Time series is a sequence in which the values of the same statistical indicator are arranged in chronological order in which they occur. The main purpose of time series analysis is to predict the future based on existing historical data. A guidance of IBM SPSS time series algorithms can be found in the blog "Guidance for IBM SPSS Time Series Analysis Methods".
The Autoregressive Integrated Moving Average (ARIMA) model is a typical time series model that can be used to forecast future values, provides more sophisticated methods for modeling trend and seasonal components compared to exponential smoothing models. The model includes the autoregressive model (AR), moving average model (MA), and autoregressive moving average model (ARMA).
In practical terms, ARIMA models are most useful if you want to include predictors that might help to explain the behavior of the series that is being forecast, such as the number of catalogs that are mailed or the number of hits to a company web page.
User Scenario
A catalog company is interested in forecasting next year’s monthly sales based on their sales data from the last 10 years. They also plan to optimize resources to get more benefits, but they don’t know what areas impact sales the most. The catalog_seasfac.csv file contains the number of catalogs that are mailed, the number of pages in the catalog, the number of phone lines open for ordering, the amount spent on print advertising and the number of customer service representatives. These five features impact monthly sales of the company’s men’s clothing line, but the company wants to identify the top two features that have the biggest impact on sales.
Tom is a data analyst at this company, and he plans to analyze and identify the top two features for the company. Because forecasting is related to time, the time series related algorithm should be his first choice.

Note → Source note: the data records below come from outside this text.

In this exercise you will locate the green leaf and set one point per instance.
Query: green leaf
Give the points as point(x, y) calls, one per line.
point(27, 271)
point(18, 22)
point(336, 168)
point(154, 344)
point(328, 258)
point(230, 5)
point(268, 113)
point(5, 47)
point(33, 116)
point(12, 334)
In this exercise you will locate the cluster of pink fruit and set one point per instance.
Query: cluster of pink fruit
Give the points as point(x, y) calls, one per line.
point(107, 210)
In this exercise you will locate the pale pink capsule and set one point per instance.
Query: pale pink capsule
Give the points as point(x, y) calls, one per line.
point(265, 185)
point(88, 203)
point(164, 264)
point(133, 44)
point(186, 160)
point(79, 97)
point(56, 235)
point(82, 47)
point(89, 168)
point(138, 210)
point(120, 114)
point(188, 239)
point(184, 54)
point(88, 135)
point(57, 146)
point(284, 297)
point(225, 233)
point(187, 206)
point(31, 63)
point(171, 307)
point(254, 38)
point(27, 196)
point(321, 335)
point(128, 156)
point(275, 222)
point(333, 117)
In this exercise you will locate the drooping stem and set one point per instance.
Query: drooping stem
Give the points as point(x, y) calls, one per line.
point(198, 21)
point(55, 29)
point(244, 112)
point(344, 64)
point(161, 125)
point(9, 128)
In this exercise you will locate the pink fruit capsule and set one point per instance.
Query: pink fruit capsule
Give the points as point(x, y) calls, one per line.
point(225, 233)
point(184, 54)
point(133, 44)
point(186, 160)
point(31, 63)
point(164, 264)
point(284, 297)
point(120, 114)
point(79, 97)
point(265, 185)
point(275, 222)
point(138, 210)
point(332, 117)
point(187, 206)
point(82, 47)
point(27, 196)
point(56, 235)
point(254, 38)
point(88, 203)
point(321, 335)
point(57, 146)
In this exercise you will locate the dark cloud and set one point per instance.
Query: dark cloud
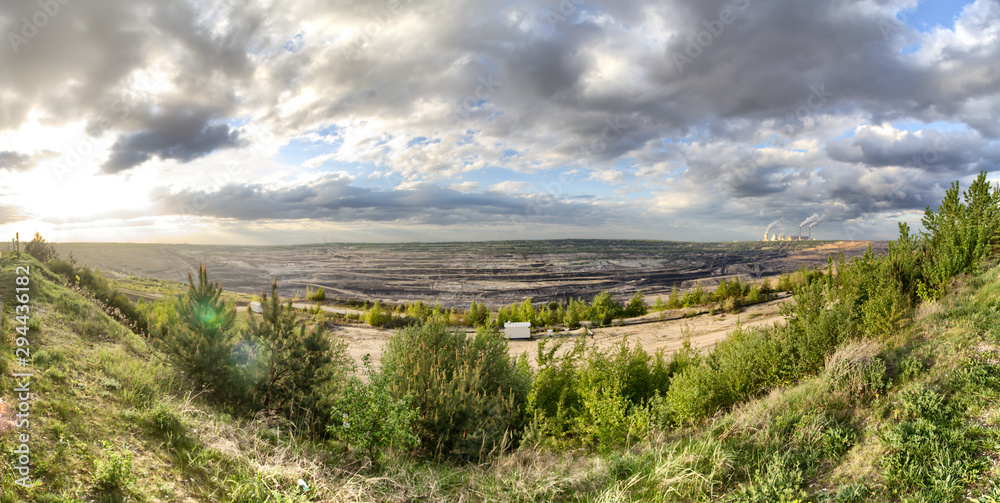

Tom is familiar with Python and notebook, so he uses IBM Watson Studio notebook, and the notebook uses kernel Python 3.5 with Spark 2.1.
Here the input data is catalog_seasfac.csv (The corresponding catalog_seasfac.sav file is also available from the Demos directory of any IBM® SPSS® Modeler installation, and catalog_forecast.str file is in the streams directory).
Data Preparation
To prepare the data
- From the Watson Studio notebook, click Find and add data to upload input data catalog_seasfac.csv.
- Click catalog_seasfac.csv and select Insert SparkSession DataFrame from Insert to Code. The notebook inserts the code to create Spark DataFrame automatically, and then Tom updates the code like following to specify input data schema:
from pyspark.sql import SparkSession
from pyspark.sql.types import *
spark = SparkSession.builder.getOrCreate()
df_schema = StructType([
StructField("date",TimestampType(),True),
StructField("men",DoubleType(),True),
StructField("women",DoubleType(),True),
StructField("jewel",DoubleType(),True),
StructField("mail",DoubleType(),True),
StructField("page",DoubleType(),True),
StructField("phone",DoubleType(),True),
StructField("print",DoubleType(),True),
StructField("service",DoubleType(),True),
StructField("YEAR_",DoubleType(),True),
StructField("MONTH_",DoubleType(),True),
StructField("DATE_",StringType(),True),
StructField("Seasonal_Err_Men",DoubleType(),True),
StructField("Seasonal_AdjSer_Men",DoubleType(),True),
StructField("Seasonal_Factors_Men",DoubleType(),True),
StructField("Seasonal_TrendCycle_Men",DoubleType(),True)])
df_data_1 = spark.read\
.format('org.apache.spark.sql.execution.datasources.csv.CSVFileFormat')\
.option('header', 'true')\
.schema(df_schema)\
.load(cos.url('catalog_seasfac.csv', '*****************************'))
print(df_data_1.schema)
df_data_1.show(5)
Data Structure
There are 16 fields in the input data catalog_seasfac.csv. The following information is what Tom is interested in:
- men: the sales of the men's clothing line
- mail: the number of catalogs mailed
- page: the number of pages in the catalog
- phone: the number of phone lines open for ordering
- print: the amount spent on print advertising
- service: the number of customer service representatives
Tom also prints the top five rows of the Spark DataFrame from input data to check whether the data is loaded correctly:
![InputSparkDataFrame InputSparkDataFrame](https://dw1.s81c.com/IMWUC/MessageImages/TinyMce/0f31ecee-4c5b-4931-8106-31135c9f2469.jpg)
Time Series Plot
Tom plots the time series first and he wants to know:
- Does the series have an overall trend? If so, does the trend appear constant or does it appear to be dying out with time?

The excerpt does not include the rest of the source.